- Genre: Telethon
- Created by: Children in Need; Comic Relief;
- Presented by: Lenny Henry; Matt Baker; Davina McCall; Zoe Ball; Paddy McGuinness;
- Starring: See below
- Country of origin: United Kingdom
- Original language: English

Production
- Executive producers: Peter Davey Colin Hopkins
- Producer: Peter Davey
- Production locations: Studio V, Broadcasting House, London
- Running time: 3:00:00
- Production company: BBC Studios

Original release
- Network: BBC One
- Release: 23 April 2020

= The Big Night In =

2020 UK telethon for COVID-19 pandemic

The Big Night In is a British telethon that was broadcast by BBC One from 7pm to 10pm on 23 April 2020 . It was the first joint initiative between two BBC telethon charities, Children in Need and Comic Relief. By the end of the programme, over £27.3 million had been raised. The British government promised to match all public donations if the minimum of £20 million was reached.

== Personnel ==
The telethon's showrunner and executive producer for the BBC was Peter Davey. The presenters, using The One Shows studio in Broadcasting House, London, included Lenny Henry, with Matt Baker and Davina McCall for the first hour and Zoe Ball and Paddy McGuinness from 8 pm. They maintained social distancing, while everyone else appearing live took part remotely, via video links.

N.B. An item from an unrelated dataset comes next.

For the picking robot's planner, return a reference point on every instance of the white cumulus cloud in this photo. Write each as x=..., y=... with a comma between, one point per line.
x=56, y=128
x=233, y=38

There were pre-recorded comedy appearances by Steve Coogan, Rob Brydon, Jack Whitehall, Catherine Tate, Romesh Ranganathan, Miranda Hart and others, as well as solo music performances from Sam Smith and Celeste.

Prince William, Duke of Cambridge made a surprise appearance, in a sketch with Stephen Fry, shown just before the 8 pm Clap for Our Carers.

== Line-up ==
Featured performances included:
- Miranda Hart and the cast of Miranda.
- Sam Smith performing "Lay Me Down"
- A lockdown sermon by The Vicar of Dibley featuring Dawn French
- Tess Daly and Claudia Winkleman's Strictly Come Dancing choreography challenge
- Stephen Fry as Lord Melchett (Blackadder), in conversation with Prince William, Duke of Cambridge
- Catherine Tate and David Tennant in "Lauren the 'Am I Bovvered' teenager gets home-schooled" (a sequel to a skit the two made for the 2007 Comic Relief telethon)
- Premiere of the video for Live Lounge Allstars' cover version of Foo Fighters' "Times Like These"
- Romesh Ranganathan's Isolation Diary
- A virtual EastEnders pub quiz hosted by Ian Beale (Adam Woodyatt) with a crossover appearance from Coronation Streets Liz McDonald (Beverley Callard)
- Actors who have played the title role in Doctor Who (original and new series) saluting NHS health workers
- Little Mix offering a prize of a backstage visit to their new TV show, Little Mix The Search
- Matt Lucas and the BBC Concert Orchestra performing "Thank You Baked Potato"
- Sports stars undertaking the "spin challenge"
- Celeste performing a cover of Bill Withers' "Lean On Me"
- Jack Whitehall in Bad Education with Matthew Horne and Anthony Joshua
- Peter Kay and the British public remake the "Is This the Way to Amarillo" video
- Joe Wicks' exercise secrets
- The cast of People Just Do Nothing on a video call, in character
- Stand-up at home from Jason Manford, Rosie Jones, Tim Vine, Tez Ilyas, Dane Baptiste, Russell Kane, Lost Voice Guy, Nish Kumar and more
- Steve Coogan and Rob Brydon in The Trip
- David Walliams, Matt Lucas, Anthony Head, Ruth Jones and the voice of Tom Baker in the first televisual Little Britain sketches for over a decade
- Liam Payne, Olly Murs, Leona Lewis, Nicole Scherzinger, Freya Ridings, Katherine Jenkins, Alfie Boe, Gregory Porter, Andrew Lloyd Webber and more join Gary Barlow to perform "Sing"

There were also appearances from Jenna Coleman, Tim Cook, Judi Dench, Sting, Rishi Sunak and others, with some repeating the UK government's directives for behaviour during the lockdown.